Red wine also lends itself to loud rock n’ roll if its the right kinda friend.  We retired to my office where we could turn up the volume.  He played  something on Youtube.  I did as well.  He'd mentioned a cover band he'd seen do Chicago when he was last in the Philippines.  "Have you seen the show at Tanglewood from 1970?" Before long we're there with everyone else, under the summer stars. 
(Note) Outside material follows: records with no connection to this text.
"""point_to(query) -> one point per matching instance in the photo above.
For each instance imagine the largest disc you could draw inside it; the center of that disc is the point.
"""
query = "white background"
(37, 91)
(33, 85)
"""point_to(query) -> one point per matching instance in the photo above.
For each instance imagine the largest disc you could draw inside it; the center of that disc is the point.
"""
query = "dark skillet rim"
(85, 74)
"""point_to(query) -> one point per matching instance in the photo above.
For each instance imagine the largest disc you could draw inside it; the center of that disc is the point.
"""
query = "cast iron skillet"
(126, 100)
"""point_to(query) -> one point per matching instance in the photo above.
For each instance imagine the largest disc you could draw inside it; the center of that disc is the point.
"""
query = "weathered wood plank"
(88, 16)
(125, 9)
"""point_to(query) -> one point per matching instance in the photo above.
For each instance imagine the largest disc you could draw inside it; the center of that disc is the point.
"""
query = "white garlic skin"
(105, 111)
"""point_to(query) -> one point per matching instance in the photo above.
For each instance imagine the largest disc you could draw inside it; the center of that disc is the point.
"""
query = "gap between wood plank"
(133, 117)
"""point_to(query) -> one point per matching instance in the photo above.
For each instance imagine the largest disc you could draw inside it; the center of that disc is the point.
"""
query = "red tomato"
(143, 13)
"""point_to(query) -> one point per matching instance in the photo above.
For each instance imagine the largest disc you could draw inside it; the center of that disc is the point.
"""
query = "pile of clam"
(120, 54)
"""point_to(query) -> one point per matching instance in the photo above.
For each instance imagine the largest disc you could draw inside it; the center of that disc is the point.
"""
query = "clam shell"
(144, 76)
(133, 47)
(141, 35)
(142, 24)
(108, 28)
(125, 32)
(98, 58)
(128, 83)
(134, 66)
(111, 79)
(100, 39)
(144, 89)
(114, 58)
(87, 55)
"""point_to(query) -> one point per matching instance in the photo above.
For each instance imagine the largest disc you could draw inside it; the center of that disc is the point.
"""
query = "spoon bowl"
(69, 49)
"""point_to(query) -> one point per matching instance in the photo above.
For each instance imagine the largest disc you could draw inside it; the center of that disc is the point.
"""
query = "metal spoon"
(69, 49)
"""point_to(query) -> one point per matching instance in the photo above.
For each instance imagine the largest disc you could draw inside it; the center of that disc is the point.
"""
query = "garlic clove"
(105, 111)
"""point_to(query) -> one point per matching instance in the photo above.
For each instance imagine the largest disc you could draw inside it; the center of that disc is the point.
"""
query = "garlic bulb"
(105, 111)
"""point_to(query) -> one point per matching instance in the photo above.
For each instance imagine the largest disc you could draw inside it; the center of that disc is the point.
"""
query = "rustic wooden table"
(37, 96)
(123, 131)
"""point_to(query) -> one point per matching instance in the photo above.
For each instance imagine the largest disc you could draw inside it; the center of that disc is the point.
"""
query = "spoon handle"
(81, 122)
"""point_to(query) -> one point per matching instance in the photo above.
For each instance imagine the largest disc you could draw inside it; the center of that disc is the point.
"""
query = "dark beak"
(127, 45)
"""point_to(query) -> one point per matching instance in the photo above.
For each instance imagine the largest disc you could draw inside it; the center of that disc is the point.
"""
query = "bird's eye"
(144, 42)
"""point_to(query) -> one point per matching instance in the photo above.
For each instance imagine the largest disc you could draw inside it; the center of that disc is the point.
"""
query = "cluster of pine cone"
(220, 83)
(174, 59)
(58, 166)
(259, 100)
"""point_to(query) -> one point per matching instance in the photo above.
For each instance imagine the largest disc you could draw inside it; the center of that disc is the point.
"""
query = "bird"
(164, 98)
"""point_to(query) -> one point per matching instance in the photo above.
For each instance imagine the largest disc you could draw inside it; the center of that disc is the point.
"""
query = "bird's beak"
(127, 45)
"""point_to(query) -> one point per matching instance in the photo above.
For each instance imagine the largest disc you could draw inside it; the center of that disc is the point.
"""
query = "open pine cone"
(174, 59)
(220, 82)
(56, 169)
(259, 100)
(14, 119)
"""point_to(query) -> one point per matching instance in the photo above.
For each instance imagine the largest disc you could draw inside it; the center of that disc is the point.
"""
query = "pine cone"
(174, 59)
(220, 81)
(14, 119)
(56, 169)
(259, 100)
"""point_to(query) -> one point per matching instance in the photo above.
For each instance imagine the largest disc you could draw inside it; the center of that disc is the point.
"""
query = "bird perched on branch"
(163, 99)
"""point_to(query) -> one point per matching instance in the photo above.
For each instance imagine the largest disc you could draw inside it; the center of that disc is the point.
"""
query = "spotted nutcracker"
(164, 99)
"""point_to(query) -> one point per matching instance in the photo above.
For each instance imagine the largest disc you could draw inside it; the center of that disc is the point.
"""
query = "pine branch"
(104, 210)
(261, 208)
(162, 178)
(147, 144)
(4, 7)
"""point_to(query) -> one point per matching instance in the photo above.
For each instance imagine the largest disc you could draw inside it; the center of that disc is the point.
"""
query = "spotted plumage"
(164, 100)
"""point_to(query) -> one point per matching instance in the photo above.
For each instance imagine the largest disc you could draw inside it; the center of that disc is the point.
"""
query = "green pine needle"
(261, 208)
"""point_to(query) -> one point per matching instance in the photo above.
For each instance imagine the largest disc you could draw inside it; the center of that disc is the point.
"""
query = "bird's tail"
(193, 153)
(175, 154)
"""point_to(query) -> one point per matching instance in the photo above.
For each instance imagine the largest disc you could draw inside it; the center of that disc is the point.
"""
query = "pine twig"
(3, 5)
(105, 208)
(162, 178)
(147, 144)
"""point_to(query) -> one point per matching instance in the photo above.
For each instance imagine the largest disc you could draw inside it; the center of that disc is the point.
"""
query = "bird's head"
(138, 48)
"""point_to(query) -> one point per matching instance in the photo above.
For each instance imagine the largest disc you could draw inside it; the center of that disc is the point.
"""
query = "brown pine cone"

Terry Kath in particular is majestic to watch.  Long hair, lurking, blue jeans but man can he chew up the fretboard.  I queued to a mid-point in “Better End Soon."  The anti-war anthem has a remarkable break, where he rises from the flute solo, shedding scales and rhythmic fills faster and faster like moulting Smog, till all is quiet.  And Kath speaks to the audience and the nation suggesting that all the people out there, who work hard at a forty hour week and think they're free in this land.  Free because they can work all the time.  Hey, you know, you're paying for this war.  "You are paying for the war so they can carry it on some more, with your bread."



Widely noted as an undeservedly underrated guitarist, Kath came to an untimely end at his own hand, seven years later, as some of the band's more regrettable legacy was being recorded.  This evening though it's all his show and there are no compromises.  The band effortlessly follows his call to pick it up and change the world, steadily filling in and quickening the pace.  "Do it for your kids!"   And his Ray Charles growl and ferocious zealot's solo all suggest the intensity of someone who thinks that if they just played hard enough, he might actually arrest the bloodshed, from there under the stars in 1970.  

"Can we hear the '25 or 6 to 4'?" Asks my friend.  "Let's."